Auch das Interieur fand nicht nur Freunde, war doch das "Eistütendesign" der ersten Baujahre des "Aerodinamica" nicht jedermanns Geschmack. Trotzdem erzielte diese Generation des Spiders mit rund 37.000 Exemplaren hohe Stückzahlen. Der Erfolg der 31.800 Sportwagen mit dem 2,0-Liter-Motor und der 5.400 mit dem 1,6-Liter-Motor beruhte nur zum Teil auf eigener Leistung: Der Automarkt dieser Jahre bot nur wenige Alternativen in dieser Fahrzeugklasse.

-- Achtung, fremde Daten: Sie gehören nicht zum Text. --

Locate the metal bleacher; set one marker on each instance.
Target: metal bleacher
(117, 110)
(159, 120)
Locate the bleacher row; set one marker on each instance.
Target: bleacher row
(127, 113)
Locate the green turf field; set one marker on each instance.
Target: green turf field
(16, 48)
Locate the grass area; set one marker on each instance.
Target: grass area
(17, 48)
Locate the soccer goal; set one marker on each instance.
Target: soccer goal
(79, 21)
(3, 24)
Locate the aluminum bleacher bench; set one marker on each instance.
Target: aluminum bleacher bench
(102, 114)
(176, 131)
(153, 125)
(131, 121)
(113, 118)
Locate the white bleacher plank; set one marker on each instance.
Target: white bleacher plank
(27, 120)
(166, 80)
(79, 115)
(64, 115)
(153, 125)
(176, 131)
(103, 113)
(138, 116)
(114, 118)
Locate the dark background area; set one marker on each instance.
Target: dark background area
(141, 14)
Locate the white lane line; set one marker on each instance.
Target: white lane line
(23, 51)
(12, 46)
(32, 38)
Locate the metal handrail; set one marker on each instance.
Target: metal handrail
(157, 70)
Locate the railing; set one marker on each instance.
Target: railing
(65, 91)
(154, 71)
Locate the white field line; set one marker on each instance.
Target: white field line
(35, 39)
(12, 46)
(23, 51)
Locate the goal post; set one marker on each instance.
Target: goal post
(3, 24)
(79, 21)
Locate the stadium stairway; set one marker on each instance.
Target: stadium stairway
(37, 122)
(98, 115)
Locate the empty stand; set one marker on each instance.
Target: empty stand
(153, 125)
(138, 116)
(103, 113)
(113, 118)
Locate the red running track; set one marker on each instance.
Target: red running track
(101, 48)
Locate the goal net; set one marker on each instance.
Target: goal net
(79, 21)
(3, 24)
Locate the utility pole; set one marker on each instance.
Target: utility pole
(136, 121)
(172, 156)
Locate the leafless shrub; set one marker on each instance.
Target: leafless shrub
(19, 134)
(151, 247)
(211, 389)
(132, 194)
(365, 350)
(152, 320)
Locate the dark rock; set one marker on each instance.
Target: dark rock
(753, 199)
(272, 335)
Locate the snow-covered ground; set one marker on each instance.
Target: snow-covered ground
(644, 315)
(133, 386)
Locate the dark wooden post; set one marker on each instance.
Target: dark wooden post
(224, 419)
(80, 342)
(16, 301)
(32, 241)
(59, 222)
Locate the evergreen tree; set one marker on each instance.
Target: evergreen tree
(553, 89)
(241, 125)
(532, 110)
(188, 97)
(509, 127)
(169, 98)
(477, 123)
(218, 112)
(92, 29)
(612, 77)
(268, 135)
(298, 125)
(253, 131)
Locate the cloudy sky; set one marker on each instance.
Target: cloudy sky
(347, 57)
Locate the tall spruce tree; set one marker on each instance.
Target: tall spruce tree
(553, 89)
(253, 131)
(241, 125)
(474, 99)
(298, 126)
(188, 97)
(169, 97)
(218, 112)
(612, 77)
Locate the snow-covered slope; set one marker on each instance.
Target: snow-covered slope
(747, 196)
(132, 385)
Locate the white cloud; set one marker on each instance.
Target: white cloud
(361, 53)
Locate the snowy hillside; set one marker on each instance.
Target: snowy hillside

Die beiden oben liegenden Nockenwellen und Doppelvergaser ließen die Herzen von Motor-Freunden höher schlagen. Das gilt besonders für die ersten Exemplare mit 94kW/128 PS beim Zweilitermotor und 76 kW/104 PS bei der 1,6-Liter-Maschine. Die Motoren ab 1986 leisteten mit elektronischer Zündung und verbrauchsoptimierter Auslegung nur noch 92 kW/125 PS und 74 kW/101 PS.

Das Jahr 1986 bescherte dem Spider zudem modifizierte Sitze und einen neuen Instrumententräger. Und es war das Geburtsjahr des Spiders "2000 Quadrifoglio Verde", des "Grünen Kleeblatts". Er besaß zusätzliche Seitenschweller, geänderte Frontspoiler und Heckstoßfänger.

Die Spider-Oldtimer-Szene klärt Kaufinteressierte auf, dass sie sich einen Motor einhandeln, der "immer erst ordentlich warm zu fahren ist", eine Übung, die aus der Mode, weil aus der Notwendigkeit gekommen ist.

Der Oldtimer-Markt auf "mobile.de" führt 1983er-Exemplare auf, die gut und gerne 100.000 Kilometer hinter sich haben und zwischen 2.800 Euro und 11.900 Euro kosten. Damit sind gut erhaltene oder sauber restaurierte Spider fast so teuer wie es die Neuen seinerzeit waren.